Nuisance calls and texts are frustrating consumers and potentially damaging businesses’ reputations through poor communication, a Freedom of Information (FOI) request from Quadient has revealed. The Information Commissioner’s Office (ICO) received 129,354 complaints about nuisance calls and texts in 2019, or 354 a day – more than the population of Stratford-Upon-Avon. These were not all obvious automated ‘spamming’ activity, such as automated calls or texts – consumers reported 56,324 live calls, alongside 58,425 automated calls, and 14,605 text messages. By far the highest number of complaints came in March (13,994) – more than double the 5,830 reported in December.
“While this number dwarfs the population of Shakespeare’s birthplace, it’s likely still only the tip of the iceberg, because many more consumers won’t have reported calls.
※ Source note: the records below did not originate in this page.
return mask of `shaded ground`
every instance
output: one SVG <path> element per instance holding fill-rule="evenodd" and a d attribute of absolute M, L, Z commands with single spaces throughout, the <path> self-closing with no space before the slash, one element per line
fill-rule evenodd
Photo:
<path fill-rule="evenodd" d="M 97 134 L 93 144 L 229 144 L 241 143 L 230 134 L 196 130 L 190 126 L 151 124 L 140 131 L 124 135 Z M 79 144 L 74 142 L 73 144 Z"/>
Such a large volume of calls and texts cannot be blamed on just a few bad apples,” said Andrew Stevens, Principal, Banking and Financial Services, Quadient. “From damaging long-term relationships to risking an ICO fine, businesses will face the consequences if they can’t give consumers the information they want, when they want it, on the channel they request.”
“Considering more consumers will now be trapped at home and on edge about possible news, there is a huge obligation to act responsibly. Customer communication teams need to put the groundwork in – this means logging key details, such as which channels customers prefer to be contacted over, and what time of day suits them best. It means ensuring this information is available to all departments that interact with customers, so that contact remains consistent, relevant and useful.”
Banking, insurance and energy have work to do
An important question is which sectors are most responsible for nuisance calls. The most complained-about sector was accident claims, which drew 37,983 complaints. Within industries where businesses could be expected to have longer-term customer relationships, banking drew 4,183 complaints, followed by insurance (3,792), and energy supply (3,581). At the same time, despite the deadline for PPI claims passing in August 2019, the ICO received 218 complaints about PPI-related nuisance calls from September onwards – which would be highly likely to draw fines.
“Taking the wrong approach when contacting customers can turn a historic relationship into a tragedy,” Stevens continued. “There are so many scenarios in which businesses are irritating customers. From banks ignoring personal preferences and calling during working hours, to insurers using the wrong channel and sharing new T&Cs through the post, rather than over email, to energy providers phoning to request meter readings when customers have smart meters installed. The question shouldn’t be to call or not to call, but are you being as customer-focussed as possible? If organisations can consider the wider experience they are giving, they will avoid these complaints and have great long-term relationships with customers.”